When I was done he didn’t say anything for a while. Then he sat up straight and tapped a pencil on the desk. “Why are you doing this?”
“Because it has to be done. Because there’s nobody else who can
do it. Because—”
I stopped. Dan had started to hum softly: “The Impossible Dream.”
“Sorry,” he said. “But your name is going to be in this. And unless people can see right off where you are getting yours, they’re going to keep looking. Or make up their own answer. Woodstock was just the first.”
“I don’t have an angle, Dan.”
He looked at me for a while, nodding. Then he looked at his sister.
“How much can I trust him?” he said, as if he was talking about somebody in the next room. She swiveled around to look at me, and the two of them stared like I was an overrated painting.
“I’m not sure,” Nancy said. “Pretty much, I think, but I can’t be positive.”
He looked back at me. “You have to know that I am bound by rules just as strict as those governing the police and prosecutors. I can’t print something unless I can prove it.”
“I know that,” I said. “The point is, I don’t have anyplace else to go with this. He’s taken away my ability to move.”

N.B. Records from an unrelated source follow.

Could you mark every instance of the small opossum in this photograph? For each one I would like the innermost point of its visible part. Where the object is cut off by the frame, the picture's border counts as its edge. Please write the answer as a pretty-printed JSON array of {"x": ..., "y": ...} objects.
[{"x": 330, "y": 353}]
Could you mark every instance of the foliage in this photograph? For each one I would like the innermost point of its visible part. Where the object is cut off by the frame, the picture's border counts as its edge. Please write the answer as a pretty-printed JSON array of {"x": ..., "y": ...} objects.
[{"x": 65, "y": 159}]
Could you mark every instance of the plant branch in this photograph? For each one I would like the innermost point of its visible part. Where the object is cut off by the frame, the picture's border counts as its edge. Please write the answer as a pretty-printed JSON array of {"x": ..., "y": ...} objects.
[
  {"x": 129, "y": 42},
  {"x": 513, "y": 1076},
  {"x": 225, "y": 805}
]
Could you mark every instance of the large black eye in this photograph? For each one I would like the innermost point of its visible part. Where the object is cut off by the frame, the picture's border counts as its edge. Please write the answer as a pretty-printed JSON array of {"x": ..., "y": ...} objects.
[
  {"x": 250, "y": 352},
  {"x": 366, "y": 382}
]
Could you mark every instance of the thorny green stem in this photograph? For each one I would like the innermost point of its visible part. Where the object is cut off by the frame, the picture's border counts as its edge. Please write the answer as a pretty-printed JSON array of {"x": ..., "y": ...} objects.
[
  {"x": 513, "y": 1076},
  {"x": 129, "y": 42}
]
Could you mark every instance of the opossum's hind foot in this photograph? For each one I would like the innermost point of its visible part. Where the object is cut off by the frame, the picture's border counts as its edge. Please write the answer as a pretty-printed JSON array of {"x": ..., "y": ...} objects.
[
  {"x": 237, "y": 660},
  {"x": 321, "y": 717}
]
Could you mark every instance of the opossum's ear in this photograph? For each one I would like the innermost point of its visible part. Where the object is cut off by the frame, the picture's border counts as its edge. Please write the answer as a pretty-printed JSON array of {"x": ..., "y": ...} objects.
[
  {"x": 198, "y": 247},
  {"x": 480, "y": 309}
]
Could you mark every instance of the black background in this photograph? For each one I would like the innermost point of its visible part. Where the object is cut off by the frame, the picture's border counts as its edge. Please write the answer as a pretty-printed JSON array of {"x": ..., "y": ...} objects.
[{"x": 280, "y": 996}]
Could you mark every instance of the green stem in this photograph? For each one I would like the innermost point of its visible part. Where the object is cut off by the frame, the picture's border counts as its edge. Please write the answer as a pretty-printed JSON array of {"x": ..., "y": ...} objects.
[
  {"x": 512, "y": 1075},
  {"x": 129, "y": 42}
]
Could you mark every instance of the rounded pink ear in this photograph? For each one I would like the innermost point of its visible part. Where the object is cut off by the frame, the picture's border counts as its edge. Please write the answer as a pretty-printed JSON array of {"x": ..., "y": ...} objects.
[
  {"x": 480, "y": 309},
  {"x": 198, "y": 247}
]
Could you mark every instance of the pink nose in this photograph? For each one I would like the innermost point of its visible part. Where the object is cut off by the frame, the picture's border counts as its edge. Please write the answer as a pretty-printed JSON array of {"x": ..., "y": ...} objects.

“So what do you think I can do?”
“I don’t know if the murders are provable. Not in a way that will stand up in court, or even get a prosecutor to take it seriously. But I’ll be goddamned if I’ll walk away from it without sticking Doyle for something.”
“Membership in Die Bruders?”
“That’s what jumped out at me. It’s on the FBI list of subversive organizations and for an assistant chief of police to be a member is illegal.”
“Is he a member?”
“I think he’s the leader. Maybe you can prove that.”
“How?”
“You would know that better than me.”
“I’m just a lowly newspaper reporter.”
“That’s the first time I’ve heard modesty from one of you guys.”
He laughed. It was a good laugh, a lot like his sister’s. It didn’t do the same things to me, but I could see that it came from the same source.
“All right, Billy,” he said, and held out a hand. It was warm, dry, and firm. “I’ll see what I can do. But it’ll be a lot easier without having to explain why you’re in jail all the time. You’d better disappear.”